8. Reduce economic inequalities:
Each Plan aims to reduce economic inequalities. Economic inequalities are indicative of exploitation and injustice in the country. This makes the rich richer and the poor poorer. A number of measures have been taken in the plans to achieve the objectives of economic equality, in particular through progressive taxation and the reservation of jobs for economically backward classes. The objective of the socialist model of society was established in the second plan mainly to achieve this goal.
9. Social justice:
Another objective of each plan has been to promote social justice. It is possible in two ways, one is to reduce the poverty of the poorest part of society and the other is to reduce inequalities of wealth and income. According to the Eighth Plan, a person is poor if he spends less than Rs on consumption. 328 per month in rural area and Rs. 454 per month in the urban area at prices from 1999-2000. About 26 percent of the indigenous population lives below the poverty line. The tenth plan aims to reduce it to 21%.The other objective of the plan is to raise the standard of living of people. The standard of living depends on many factors such as per ca-pita income growth, price stability, equitable income distribution, etc. During the period of the Plans, per ca-pita income at fair prices.
10. Increasing standard of living:
The other objective of the plan is to raise the standard of living of people. The standard of living depends on many factors such as per ca-pita income growth, price stability, equitable income distribution, etc. During the period of the Plans, per ca-pita income at current prices has reached only Rs. 20988.
The advantages that the investments of the foreign companies contribute to the Indian economy can be:
1. Government revenues will increase by billions of dollars that can be used for the development of the economy.

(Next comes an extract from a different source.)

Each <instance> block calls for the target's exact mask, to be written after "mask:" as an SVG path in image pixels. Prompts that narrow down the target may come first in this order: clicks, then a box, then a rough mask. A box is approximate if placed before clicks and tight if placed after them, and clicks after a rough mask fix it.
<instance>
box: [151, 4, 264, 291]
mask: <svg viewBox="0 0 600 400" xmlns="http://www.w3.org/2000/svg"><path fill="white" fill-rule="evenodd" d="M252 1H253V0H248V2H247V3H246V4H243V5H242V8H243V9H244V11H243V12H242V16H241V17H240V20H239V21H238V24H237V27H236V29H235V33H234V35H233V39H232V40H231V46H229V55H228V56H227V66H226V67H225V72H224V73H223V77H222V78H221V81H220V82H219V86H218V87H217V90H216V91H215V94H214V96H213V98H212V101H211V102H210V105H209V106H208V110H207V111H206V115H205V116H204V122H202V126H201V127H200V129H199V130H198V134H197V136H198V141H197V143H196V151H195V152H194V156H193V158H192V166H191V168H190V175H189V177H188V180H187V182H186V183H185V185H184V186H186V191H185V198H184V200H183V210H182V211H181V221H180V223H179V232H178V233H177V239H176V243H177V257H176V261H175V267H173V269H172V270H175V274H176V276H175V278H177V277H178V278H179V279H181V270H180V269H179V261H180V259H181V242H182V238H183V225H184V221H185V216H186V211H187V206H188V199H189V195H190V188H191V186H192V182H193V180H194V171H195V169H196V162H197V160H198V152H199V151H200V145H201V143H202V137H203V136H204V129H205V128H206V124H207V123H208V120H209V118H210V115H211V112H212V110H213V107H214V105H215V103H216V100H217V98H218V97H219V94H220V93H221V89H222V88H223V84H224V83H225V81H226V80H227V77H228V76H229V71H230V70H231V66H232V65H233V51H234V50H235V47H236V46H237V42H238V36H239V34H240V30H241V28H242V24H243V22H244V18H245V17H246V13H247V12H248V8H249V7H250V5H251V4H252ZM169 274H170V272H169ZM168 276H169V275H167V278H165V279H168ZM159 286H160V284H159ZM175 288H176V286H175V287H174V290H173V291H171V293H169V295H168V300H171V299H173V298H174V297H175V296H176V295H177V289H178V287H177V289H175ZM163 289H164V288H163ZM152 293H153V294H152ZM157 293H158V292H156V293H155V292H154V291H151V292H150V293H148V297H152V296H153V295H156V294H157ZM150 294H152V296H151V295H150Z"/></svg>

2. The savings of Indian consumers will increase as they will get food grade products at a cheaper price.
3. Employment opportunities will increase due to the development of various sectors.
4. Greater compensation for farmers can be expected to put an end to their calamities.
5. Infrastructure and technology transfers will increase. In addition, efficiency will improve because of competitions.
It also has disadvantages in other ways
1. The entry of large foreign companies will cause a severe displacement of small and unorganized enterprises
2. It would lead to monopoly in some sectors.
However, see more benefits with the entry of foreign companies in favor of the Indian economy.
The development of India's security markets began with the launch of the Bombay Stock Exchange (BSE), Mumbai in July 1875 and the Ahmadabad Stock Exchange in 1894 and another 22 in several cities over the years. In 2014, India's stock market became the tenth largest in the world by market capitalization, just above those of South Korea and Australia. The two major stock exchanges in India, BSE and the Indian National Stock Exchange had a market capitalization of US $ 1.71 trillion and US $ 1.68 trillion respectively from February 2015, according to the World Federation of Exchanges .
The IPO market in India has been small compared to NYSE and NASDAQ, raising $ 300 million in 2013 and $ 1.4 billion in 2012. Ernst & Young says that low IPO activity reflects Market conditions as well as slow government approval process and complex regulations. Before 2013, Indian companies were not allowed to list their securities internationally without completing an IPO in India. By 2013, these security laws were reformed and Indian companies can now choose where they want to list first - abroad, at home or at the same time. In addition, security laws have been revised to facilitate listing abroad of listed companies, to increase private equity liquidity and international investors in Indian companies.